Mini-pterodactyl discovered in China
February 11, 2008
Scientists have discovered a previously unknown species of pterodactyl in northeastern China.
Life reconstructions of Nemicolopterus crypticus, a small derived flying reptile that lived in the gingko forests that existed some 120 million years ago in present China. Top image courtesy of Chuang Zhao, lower reconstruction by Michael Skrepnickaption.
Nemicolopterus crypticus was also toothless, a previously unknown characteristic for a pterosaur.
"This flying reptile is the smallest arboreal pterosaur, the smallest toothless pterosaur, and the smallest Cretaceous pterosaur in the world," lead author Xiaolin Wang told mongabay.com. "When we discribed its morphological features in detail, we realized that this was a miniature species and young individual, but not a hatchling that had just left the egg."

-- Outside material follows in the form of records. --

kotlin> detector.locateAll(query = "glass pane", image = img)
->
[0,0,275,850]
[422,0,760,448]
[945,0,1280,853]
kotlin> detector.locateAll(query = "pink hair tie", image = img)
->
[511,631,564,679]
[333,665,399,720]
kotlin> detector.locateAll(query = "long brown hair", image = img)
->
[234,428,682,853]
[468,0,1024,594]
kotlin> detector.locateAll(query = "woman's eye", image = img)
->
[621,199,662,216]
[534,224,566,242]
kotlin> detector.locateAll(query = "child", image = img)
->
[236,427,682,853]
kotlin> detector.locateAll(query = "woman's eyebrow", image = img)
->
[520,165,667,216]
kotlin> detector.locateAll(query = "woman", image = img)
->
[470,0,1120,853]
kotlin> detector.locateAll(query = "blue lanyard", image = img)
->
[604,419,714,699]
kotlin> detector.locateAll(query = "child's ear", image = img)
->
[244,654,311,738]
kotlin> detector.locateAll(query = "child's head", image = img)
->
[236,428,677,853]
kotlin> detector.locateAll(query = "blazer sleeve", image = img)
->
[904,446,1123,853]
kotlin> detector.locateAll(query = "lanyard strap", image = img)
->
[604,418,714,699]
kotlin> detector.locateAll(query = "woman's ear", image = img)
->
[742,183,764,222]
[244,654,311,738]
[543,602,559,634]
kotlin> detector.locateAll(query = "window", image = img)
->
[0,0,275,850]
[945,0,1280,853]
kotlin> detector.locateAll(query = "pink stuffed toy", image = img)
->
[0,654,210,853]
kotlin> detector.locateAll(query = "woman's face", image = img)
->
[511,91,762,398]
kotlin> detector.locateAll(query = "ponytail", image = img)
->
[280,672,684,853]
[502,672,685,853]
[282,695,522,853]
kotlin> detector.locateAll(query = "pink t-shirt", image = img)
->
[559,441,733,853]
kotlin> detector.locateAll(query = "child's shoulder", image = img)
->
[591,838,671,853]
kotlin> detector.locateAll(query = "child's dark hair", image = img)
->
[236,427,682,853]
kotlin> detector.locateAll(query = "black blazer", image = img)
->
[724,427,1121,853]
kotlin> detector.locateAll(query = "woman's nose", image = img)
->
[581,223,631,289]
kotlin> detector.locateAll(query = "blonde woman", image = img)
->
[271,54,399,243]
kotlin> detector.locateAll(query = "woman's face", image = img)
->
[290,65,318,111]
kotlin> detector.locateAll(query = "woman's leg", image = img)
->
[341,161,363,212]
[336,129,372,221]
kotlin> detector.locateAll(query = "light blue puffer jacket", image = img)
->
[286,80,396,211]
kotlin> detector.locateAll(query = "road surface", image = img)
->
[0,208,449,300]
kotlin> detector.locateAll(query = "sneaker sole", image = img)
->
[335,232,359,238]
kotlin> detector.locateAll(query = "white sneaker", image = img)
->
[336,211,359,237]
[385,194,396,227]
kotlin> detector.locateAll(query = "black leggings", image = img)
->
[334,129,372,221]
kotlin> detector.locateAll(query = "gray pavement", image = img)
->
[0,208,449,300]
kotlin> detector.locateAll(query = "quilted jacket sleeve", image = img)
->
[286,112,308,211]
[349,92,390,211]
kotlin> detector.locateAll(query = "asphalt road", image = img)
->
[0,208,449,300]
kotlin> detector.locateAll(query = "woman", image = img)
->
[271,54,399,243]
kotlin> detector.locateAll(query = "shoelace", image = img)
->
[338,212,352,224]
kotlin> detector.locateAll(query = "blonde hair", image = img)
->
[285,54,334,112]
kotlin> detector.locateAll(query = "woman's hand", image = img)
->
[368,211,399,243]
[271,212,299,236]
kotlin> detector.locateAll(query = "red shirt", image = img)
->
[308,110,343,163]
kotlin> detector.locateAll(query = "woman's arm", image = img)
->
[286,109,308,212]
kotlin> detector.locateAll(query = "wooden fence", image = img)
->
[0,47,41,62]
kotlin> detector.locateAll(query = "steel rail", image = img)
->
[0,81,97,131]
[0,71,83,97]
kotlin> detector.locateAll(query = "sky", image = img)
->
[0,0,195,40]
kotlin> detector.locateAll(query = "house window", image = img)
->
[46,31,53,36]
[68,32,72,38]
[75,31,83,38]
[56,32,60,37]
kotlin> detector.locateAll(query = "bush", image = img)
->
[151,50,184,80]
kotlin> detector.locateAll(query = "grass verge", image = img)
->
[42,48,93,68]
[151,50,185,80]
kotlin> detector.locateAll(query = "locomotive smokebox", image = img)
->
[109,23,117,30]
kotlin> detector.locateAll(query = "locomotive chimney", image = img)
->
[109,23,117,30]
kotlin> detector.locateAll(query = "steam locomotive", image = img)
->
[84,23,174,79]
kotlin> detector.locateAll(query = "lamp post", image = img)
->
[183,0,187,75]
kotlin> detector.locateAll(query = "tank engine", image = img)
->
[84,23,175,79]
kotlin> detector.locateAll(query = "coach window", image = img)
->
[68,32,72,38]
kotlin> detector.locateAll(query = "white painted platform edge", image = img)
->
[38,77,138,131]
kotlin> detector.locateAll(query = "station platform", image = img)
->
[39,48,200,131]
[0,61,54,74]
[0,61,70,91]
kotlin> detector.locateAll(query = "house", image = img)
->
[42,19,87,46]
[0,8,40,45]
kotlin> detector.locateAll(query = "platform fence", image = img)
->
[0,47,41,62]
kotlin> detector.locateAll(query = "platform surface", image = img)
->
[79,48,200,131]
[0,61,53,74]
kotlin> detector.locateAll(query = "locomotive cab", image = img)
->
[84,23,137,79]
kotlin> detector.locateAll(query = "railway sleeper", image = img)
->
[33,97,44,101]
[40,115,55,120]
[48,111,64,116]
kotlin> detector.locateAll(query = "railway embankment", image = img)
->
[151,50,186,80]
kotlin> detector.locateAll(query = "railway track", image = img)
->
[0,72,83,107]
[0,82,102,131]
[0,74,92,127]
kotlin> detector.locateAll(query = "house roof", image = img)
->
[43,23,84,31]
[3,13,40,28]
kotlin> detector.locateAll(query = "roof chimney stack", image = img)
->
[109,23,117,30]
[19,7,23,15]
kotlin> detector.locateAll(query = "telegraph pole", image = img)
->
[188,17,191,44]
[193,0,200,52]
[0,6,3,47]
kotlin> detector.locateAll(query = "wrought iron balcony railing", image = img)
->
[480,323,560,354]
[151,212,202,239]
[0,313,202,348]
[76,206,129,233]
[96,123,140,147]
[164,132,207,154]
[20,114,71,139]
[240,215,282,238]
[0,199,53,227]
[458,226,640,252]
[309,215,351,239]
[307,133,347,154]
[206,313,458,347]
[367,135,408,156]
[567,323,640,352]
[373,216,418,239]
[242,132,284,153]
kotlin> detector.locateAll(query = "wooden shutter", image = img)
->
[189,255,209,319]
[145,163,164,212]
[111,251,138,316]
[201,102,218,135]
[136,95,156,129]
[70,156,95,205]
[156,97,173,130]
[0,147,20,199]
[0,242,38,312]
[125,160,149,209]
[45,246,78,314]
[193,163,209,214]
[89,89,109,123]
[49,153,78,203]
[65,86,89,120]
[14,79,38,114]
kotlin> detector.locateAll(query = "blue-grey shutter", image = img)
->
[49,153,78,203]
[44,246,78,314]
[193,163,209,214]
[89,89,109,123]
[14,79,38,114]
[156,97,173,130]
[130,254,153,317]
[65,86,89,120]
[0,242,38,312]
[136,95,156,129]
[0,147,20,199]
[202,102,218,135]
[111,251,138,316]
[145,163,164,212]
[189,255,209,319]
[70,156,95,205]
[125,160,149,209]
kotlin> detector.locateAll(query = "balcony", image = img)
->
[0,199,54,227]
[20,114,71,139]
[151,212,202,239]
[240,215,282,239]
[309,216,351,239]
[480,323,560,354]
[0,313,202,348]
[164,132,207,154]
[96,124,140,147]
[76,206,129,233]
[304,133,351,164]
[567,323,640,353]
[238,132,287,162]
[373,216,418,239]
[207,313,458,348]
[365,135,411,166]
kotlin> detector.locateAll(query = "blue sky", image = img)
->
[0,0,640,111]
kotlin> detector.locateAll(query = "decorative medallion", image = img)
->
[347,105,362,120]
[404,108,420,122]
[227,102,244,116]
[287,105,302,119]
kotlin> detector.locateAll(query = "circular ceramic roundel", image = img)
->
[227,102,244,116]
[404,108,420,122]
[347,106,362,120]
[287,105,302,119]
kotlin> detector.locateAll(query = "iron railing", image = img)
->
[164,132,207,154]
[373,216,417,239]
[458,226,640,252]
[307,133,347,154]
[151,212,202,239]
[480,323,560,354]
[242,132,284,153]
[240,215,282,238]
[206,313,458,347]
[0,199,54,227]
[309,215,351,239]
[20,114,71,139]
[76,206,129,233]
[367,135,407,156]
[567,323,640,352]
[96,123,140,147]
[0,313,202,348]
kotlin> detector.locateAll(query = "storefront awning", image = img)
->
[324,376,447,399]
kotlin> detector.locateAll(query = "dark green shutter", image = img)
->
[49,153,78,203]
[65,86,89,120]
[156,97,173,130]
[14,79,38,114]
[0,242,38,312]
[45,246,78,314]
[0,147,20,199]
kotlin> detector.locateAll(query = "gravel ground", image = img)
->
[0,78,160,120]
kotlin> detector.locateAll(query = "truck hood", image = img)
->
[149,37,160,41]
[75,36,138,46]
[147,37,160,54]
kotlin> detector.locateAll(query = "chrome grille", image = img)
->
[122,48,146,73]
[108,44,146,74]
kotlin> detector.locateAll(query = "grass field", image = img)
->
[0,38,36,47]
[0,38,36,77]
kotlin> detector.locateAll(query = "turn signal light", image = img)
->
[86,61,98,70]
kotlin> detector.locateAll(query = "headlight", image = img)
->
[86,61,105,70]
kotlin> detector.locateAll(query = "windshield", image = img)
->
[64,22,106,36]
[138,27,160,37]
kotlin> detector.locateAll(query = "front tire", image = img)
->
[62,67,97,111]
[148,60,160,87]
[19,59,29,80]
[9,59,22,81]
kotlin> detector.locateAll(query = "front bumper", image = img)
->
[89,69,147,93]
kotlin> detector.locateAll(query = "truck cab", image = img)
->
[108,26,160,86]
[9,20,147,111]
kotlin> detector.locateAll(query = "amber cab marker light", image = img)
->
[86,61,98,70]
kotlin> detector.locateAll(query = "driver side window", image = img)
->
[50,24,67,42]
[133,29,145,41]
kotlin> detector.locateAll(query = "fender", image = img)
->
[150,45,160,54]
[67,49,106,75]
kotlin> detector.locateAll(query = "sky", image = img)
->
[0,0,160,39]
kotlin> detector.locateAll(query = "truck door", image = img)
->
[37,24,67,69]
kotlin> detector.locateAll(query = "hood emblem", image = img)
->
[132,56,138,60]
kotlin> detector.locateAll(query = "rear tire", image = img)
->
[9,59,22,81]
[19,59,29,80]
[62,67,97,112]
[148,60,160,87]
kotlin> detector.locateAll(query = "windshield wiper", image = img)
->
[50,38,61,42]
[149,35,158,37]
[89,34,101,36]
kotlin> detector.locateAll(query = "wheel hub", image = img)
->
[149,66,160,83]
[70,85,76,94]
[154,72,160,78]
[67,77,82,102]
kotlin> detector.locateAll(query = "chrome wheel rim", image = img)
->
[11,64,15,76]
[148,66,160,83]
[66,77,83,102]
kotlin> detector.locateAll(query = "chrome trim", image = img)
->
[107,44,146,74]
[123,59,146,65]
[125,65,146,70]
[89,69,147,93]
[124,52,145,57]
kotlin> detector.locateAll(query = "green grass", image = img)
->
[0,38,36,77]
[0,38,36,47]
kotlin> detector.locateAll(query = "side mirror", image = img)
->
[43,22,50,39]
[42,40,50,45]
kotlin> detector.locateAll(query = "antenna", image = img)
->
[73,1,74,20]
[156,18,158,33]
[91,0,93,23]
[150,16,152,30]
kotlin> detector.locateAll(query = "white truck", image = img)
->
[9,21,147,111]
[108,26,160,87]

"Nemicolopterus crypticus is a basal dsungaripteroid in a sister-group relationship with the Ornithocheiroidea," Wang continued, "The Ornithocheiroidea includes the [best known] pterosaurs, some reaching gigantic sizes with wingspans of 6 m (Pteranodon) and 10 m (Quetzalcoatlus)... these originated from crestless and toothless small insectivorous arboreal forms."
Xiaolin Wang eat al (2008). Discovery of a rare arboreal forest dwelling flying reptile (Pterosauria, Pterodactyloidea) from China. PNAS for the week of February 11, 2008.